Robert Fick hit the last home run at Tiger Stadium in Detroit, a grand slam onto the ballpark's iconic roof in September 1999. Was he juiced up on performance-enhancing drugs when he went deep for the Detroit Tigers?

In an interview Thursday with Good Day, L.A. on Fox TV, Fick says no, that he "didn't know any better at that point." But he did admit to taking PEDs, twice. Not to bulk up and "hit home runs," he claims, but instead to recover from chronic shoulder problems.

"I was a young player who had had three or four shoulder injuries and was told it would help me get back on the field and stay on the field."

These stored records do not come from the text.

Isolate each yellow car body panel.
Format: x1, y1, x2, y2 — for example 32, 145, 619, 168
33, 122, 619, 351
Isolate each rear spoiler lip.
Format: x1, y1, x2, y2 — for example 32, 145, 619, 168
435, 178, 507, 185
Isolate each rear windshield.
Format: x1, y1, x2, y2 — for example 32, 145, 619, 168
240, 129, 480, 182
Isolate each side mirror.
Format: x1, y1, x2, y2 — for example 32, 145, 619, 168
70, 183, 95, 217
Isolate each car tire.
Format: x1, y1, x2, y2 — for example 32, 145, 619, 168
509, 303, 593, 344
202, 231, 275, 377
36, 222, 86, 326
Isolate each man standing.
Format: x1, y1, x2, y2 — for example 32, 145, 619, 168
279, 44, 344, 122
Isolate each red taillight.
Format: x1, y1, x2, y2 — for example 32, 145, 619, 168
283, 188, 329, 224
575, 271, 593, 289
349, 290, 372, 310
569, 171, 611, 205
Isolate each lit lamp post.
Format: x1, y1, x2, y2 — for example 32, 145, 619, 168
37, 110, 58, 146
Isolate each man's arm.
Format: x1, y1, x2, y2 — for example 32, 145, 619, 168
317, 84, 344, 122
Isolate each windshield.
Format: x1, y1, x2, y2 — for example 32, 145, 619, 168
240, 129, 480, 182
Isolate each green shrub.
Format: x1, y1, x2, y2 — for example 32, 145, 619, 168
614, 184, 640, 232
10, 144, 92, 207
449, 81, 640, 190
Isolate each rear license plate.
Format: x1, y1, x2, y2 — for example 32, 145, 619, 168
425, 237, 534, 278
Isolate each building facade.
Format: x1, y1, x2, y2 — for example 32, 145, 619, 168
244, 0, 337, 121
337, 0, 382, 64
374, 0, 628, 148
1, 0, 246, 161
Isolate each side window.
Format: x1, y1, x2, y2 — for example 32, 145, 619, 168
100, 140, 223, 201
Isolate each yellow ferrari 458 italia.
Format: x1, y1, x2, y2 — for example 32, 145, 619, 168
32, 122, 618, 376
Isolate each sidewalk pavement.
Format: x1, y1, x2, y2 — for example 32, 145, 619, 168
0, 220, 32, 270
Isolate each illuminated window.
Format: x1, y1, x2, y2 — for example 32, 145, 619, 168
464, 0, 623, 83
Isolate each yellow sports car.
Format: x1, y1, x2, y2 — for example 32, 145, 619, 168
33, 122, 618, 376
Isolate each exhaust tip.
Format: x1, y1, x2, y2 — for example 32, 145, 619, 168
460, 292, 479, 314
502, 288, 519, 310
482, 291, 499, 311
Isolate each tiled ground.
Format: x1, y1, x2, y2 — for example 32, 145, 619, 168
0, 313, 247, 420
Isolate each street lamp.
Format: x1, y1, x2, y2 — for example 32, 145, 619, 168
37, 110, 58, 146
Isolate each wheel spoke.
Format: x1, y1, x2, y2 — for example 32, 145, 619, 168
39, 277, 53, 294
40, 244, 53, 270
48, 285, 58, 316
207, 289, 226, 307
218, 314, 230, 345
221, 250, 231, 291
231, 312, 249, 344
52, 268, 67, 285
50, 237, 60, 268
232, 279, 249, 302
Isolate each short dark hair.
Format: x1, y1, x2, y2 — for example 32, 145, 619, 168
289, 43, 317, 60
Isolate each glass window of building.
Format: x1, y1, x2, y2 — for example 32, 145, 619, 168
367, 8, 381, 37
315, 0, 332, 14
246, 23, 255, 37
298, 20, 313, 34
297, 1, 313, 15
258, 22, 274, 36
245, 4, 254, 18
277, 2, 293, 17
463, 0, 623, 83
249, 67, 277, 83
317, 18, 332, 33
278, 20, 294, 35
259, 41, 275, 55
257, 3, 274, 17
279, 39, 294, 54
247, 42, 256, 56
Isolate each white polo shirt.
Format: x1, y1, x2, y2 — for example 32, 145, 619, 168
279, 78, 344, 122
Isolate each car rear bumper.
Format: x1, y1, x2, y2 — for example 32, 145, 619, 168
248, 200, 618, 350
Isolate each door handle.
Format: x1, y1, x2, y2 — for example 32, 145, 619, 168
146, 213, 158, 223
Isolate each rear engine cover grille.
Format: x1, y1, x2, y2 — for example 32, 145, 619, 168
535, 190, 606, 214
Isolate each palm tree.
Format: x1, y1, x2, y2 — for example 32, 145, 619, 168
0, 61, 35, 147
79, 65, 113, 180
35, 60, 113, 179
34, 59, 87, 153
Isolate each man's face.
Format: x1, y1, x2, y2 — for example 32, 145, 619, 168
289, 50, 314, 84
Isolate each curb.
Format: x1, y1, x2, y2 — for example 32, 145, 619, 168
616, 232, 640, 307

Fick said he took amphetamines too, and implied that most players did until they were explicitly outlawed in recent seasons. It's his impression that "baseball's really cleaned it up" with drug testing in recent seasons, and that it's "90 percent" clean of PED users. Those among the other alleged 10 percent — guys like as Ryan Braun and Alex Rodriguez — do the drugs to "stay on top," Fick says, when their bodies break down.

Fick also said it's highly likely that the teammates of users know that the users are using. That's how it was when he played:

"Everybody knew and nobody cared. ... The goal was to win and be in the major leagues."

And yet, Fick says he'd be in favor of a zero tolerance policy. That's how to cure the game of the other 10 percent.

But if the intent of users is to simply overcome injuries and stay on the field, is that something that should be punishable by permanent banishment on the first offense? Aren't today's players like those in Fick's era, who want to "win and be in the major leagues"? Baseball's steroid story is rife with contradictions, paradoxes and half-truths — and it's not just the users who are telling them.

Fick was an All-Star in 2002. He had a few good seasons in Detroit and Atlanta. Yet, some already are wondering why we're even talking to bit players from 10 or 15 years ago about PEDs. It's a funny stance to take, considering the relative lack of media interest in drugs before those Congressional hearings in 2005.